Transcend Workshop|Zilliz partner and technical director Luan Xiaofan "Decrypting the AI Native database Milvus in the era of large models"


In the Data 3.0 era, through large models + data, it has become an inevitable trend for enterprises/developers to use less code or build applications and deliver services through natural language. Through the dialogue capabilities of large language models, we can directly mine and release the value of data, which can greatly lower the threshold for data users and open up more possibilities.

In November, we held an offline community meetup with the theme of " New Horizons for Data in the Era of Big Models ", inviting experts from industry, academia, and research to focus on several major exploration directions derived from big models and data: vector databases , LLM+ Data, LLM+SQL, and LLM+Tools share their respective technical exploration and practical experience, and jointly discuss key issues and development trends. The content of the next few issues will be shared in text version with students in the DB-GPT community for joint learning and discussion.



    PART 1
Background introduction


This article mainly shares with you the database Milvus for the era of large models. The Milvus project has been open source since 2019. It took four years and was divided into two phases. Since 2021, there has been a label called  Cloud Native, and since 2022, there has also been a new label, AI Native.

The birth of vector database is actually to solve the problem of difficult processing of unstructured data . Because unstructured data not only contains the long text information we are talking about today, but also includes multi-modal information such as videos, pictures, and audios, multi-modal large models are also a very hot topic now.

Starting around 2019, the first scene that vector database entered was the scene of image search and text-image mutual search, so the initial target was to solve the problem of "how to retrieve unstructured data and how to do semantic retrieval". Of course, there are actually many problems here, including on the model side and on the infra side.

You can see that with the development of dynamic models, including the development of large models, there are actually some preliminary solutions to the problem. But on the Infra side, if we are dealing with a very large amount of data, how can we quickly recall the required data from billion-level or tens of billions-level images and texts to provide better capabilities for large models. Whether it is the so-called  long-term memory  in RAG or Agent , or in the process of large model training and inference, there are actually similar demands.

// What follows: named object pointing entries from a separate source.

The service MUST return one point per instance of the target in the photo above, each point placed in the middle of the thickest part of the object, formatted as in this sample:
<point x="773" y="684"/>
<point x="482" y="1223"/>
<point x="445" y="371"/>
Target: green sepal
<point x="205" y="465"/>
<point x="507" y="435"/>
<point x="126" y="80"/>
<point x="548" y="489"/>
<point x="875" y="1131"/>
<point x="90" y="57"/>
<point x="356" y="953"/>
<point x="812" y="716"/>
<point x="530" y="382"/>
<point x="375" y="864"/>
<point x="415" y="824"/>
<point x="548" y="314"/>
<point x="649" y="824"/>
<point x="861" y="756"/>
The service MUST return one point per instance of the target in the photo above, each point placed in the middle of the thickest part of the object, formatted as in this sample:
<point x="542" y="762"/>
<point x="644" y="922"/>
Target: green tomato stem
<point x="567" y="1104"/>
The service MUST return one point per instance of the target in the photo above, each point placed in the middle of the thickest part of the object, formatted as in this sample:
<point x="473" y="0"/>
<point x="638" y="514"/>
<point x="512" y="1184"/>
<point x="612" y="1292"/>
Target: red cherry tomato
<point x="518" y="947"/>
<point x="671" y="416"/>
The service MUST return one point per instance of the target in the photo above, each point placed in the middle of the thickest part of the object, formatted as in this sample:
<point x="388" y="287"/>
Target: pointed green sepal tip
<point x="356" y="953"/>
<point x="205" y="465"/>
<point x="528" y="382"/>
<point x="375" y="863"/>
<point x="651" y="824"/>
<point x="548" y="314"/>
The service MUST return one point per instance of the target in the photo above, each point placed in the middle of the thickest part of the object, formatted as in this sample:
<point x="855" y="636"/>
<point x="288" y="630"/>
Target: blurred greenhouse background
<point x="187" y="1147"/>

This is also the original intention of the birth of vector database.

Why is vector retrieval combined with the database? If you think about how to process data, you will definitely think of using OB, ODPS and various databases to do it. But in the field of unstructured data, since AI became popular, or since AI became popular in the news network, what everyone has done is similar to a chimney-style application. That is to say, an AI team is responsible for training the model above and washing the data below. All data governance, all Infra side, and even pouch are maintained by the algorithm team themselves. Of course, big manufacturers may be better, but I think that if AI develops in the next 5 to 10 years, there will definitely be a layering process, so I hope that I can provide you with a very good Infra on the AI ​​data side. .

What is a vector database? To simply understand, a vector database is a system for managing and querying high-dimensional vectors . It has several notable features:

First, since it is a database, it must have the basic ability to add, delete, modify, and query . Many vector databases now , or the vector retrieval systems of the previous generation, have very weak update and deletion capabilities. It is still an offline import mode similar to traditional search. A batch of data is generated every day and imported after training. From this point of view, it is not a vector database. Since it is a database, basic CRUD must be well supported. There must be a basic schema definition and clear supported data types. Of course, it can be a dynamic scheme, but since As a database, it should meet some basic requirements of the database.

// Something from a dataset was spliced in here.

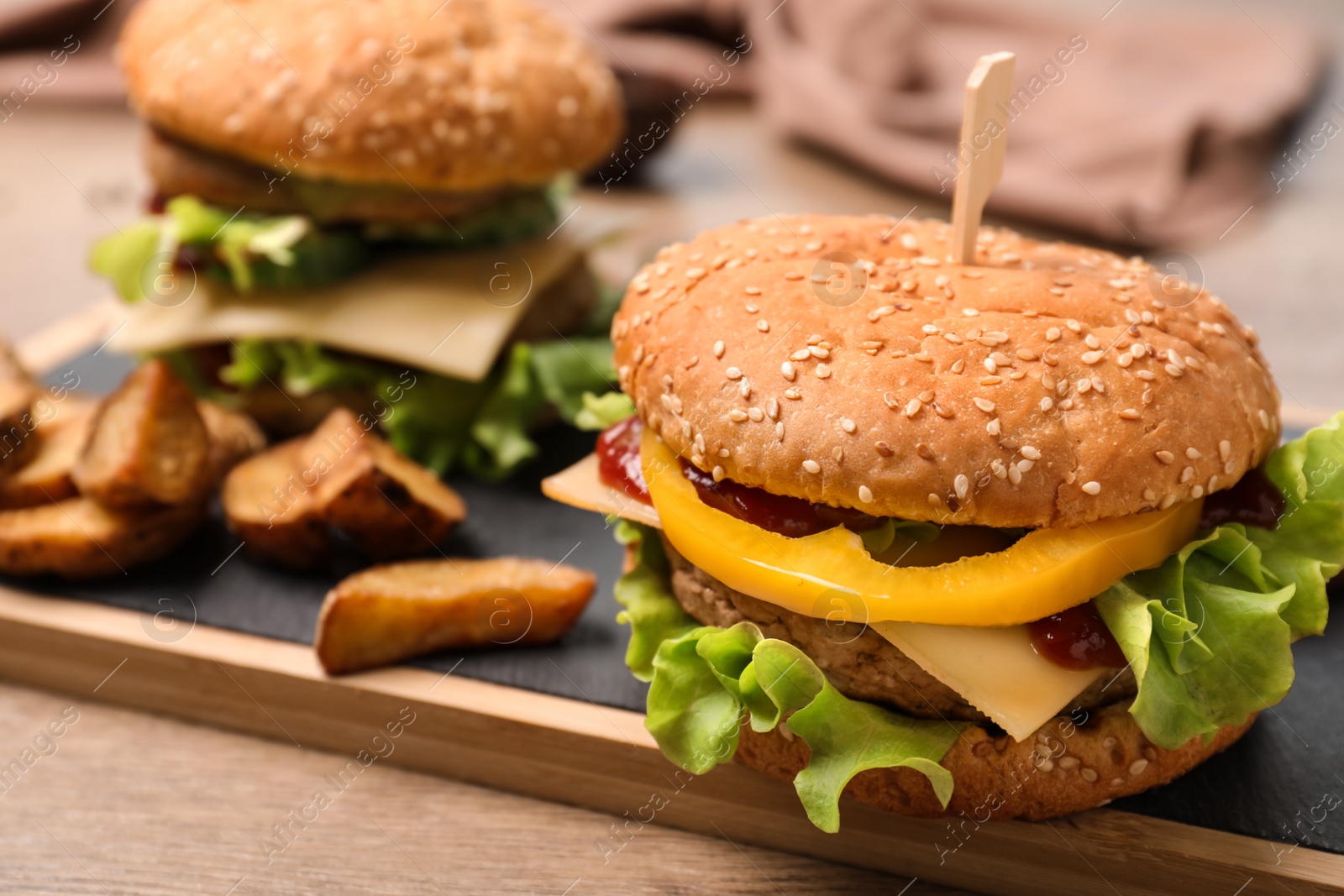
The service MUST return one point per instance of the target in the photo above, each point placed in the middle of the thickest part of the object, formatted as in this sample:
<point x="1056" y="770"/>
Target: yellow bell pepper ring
<point x="1043" y="573"/>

Second, it is obvious that the vector database must have strong vector retrieval capabilities .

Finally, the semantics of the vector database must be rich enough . Is it a vector database to only do ANN? I think yes, the most basic operation of the vector database is the nearest zero match, but in fact, in the process of development, the vector database has evolved a lot of new semantics, which is actually a very interesting topic. All operations that can be implemented in traditional databases, such as join, groupby, and count, have corresponding implementations in vector databases.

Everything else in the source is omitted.